I'm fascinated by politics. I've been known to have a CNN addiction, though I fight the urge these days. I'm a little hesitant to talk about politics, so I won't, at least not exactly.
Something that bothers me these days about current political discourse is how Christianity is used these days, as a tool for one-upmanship.
Uh-oh. I might step on some people's toes. But we I think we really need to think about how the Church is portrayed on the national stage these days. I should say though, I am not writing this blog to present answers in anyway. Most of what I'm doing here is presenting questions.

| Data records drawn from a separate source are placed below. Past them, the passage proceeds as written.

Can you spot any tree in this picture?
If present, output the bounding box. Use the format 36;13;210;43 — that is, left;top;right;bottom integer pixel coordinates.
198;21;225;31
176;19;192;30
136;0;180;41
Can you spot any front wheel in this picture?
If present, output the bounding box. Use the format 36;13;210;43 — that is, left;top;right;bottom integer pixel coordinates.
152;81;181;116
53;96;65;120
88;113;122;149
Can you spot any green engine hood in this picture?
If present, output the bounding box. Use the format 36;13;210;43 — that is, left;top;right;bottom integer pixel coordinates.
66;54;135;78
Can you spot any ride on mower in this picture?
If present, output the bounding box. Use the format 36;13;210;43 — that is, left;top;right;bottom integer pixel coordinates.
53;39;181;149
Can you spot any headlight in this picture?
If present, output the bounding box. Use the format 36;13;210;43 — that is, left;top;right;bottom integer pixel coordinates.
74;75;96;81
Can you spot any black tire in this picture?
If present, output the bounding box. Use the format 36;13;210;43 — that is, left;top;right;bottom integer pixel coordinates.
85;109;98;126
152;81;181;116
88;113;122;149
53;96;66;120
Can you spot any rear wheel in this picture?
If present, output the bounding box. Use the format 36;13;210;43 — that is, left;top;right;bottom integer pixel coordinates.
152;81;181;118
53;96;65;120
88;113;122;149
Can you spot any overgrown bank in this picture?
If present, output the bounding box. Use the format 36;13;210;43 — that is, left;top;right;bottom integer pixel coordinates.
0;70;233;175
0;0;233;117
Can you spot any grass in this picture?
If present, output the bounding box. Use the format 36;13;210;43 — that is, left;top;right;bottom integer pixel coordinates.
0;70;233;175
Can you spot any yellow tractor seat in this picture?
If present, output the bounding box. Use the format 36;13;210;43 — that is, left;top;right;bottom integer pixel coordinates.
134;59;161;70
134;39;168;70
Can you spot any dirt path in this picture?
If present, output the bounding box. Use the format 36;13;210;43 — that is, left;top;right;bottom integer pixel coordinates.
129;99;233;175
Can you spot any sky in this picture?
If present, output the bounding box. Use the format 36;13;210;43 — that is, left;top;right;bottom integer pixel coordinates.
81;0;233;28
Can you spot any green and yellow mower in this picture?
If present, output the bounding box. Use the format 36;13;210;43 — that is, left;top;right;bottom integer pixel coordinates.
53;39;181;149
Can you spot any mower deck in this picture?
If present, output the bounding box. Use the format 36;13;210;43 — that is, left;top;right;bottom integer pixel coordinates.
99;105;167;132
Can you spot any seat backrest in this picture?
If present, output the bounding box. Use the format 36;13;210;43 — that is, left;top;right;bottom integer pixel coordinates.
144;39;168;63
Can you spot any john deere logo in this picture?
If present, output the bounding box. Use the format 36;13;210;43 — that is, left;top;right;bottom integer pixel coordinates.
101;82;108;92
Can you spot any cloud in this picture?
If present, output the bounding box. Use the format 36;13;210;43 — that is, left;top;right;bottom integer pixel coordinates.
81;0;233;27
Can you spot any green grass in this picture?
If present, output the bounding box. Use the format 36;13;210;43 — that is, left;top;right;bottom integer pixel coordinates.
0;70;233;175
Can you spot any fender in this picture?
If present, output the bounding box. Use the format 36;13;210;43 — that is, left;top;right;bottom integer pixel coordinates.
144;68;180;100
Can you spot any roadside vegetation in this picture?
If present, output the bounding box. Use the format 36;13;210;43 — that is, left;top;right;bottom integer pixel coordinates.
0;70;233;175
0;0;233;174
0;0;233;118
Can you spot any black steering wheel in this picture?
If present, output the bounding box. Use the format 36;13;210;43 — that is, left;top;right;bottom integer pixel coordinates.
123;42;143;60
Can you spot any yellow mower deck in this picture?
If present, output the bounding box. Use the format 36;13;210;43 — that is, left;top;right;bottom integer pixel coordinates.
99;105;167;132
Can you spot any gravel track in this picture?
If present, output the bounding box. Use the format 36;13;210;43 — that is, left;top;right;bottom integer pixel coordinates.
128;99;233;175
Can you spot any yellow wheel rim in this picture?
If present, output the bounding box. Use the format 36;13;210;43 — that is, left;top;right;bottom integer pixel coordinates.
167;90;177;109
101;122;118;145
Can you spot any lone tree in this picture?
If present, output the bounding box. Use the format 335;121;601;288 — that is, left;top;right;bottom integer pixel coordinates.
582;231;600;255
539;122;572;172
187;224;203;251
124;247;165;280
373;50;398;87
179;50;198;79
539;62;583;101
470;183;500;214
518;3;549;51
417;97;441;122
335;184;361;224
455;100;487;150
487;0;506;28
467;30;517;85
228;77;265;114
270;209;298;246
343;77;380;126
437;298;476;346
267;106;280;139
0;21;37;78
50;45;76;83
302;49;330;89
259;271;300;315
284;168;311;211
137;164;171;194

So here's one: Didn't Christ tell the disciples that he wanted them to be known by their love [John 13:34-35]? I'm pretty sure that what Christ means by that is that we're called to live in such a way that people just know who we are as Christians - without us telling them who we are. And by that, he ment live in a good way. Not a judgy one. We live in a country where the candidates have no way out other than to trumpet their faith, you know, before the other guy does.
Didn't Christ express to us also, that only 2nd to our love of the Lord God, we are to love our neighbors [Matt 22:34-40]? I say this, not just because it's a huge foundation to the Christian faith, but also, when our politicians talk of their faith, do they ever talk about loving their neighbor? Not in recent memory. Though, I could be wrong. Christianity often seems to be used as a weapon with which to judge other people, to the point where if a candidate doesn't want to talk of their own faith, they're labeled as a Muslim. And labeled a Muslim as an insult.
Our nation has some super important decisions to make in the next year, and I'm proud to have the right to be able to cast my vote. I just want candidates to leave the faith I choose to follow out of the equation, because what they have to say certainly isn't doing anything to help the Church ... We shouldn't forget the Christ started a love movement that was meant to reach a global scale; go and make of all disciples, He said. We are meant to grow disciples by showing them how much we love them, not by showing them how much better we are because of it. Case in point: Christ's view on the Pharisees, in Matthew 6. This is the Gospel passage every Ash Wednesday for a reason, y'all.
This is just my independent perspective. How do you feel about how the Church is portrayed in politics?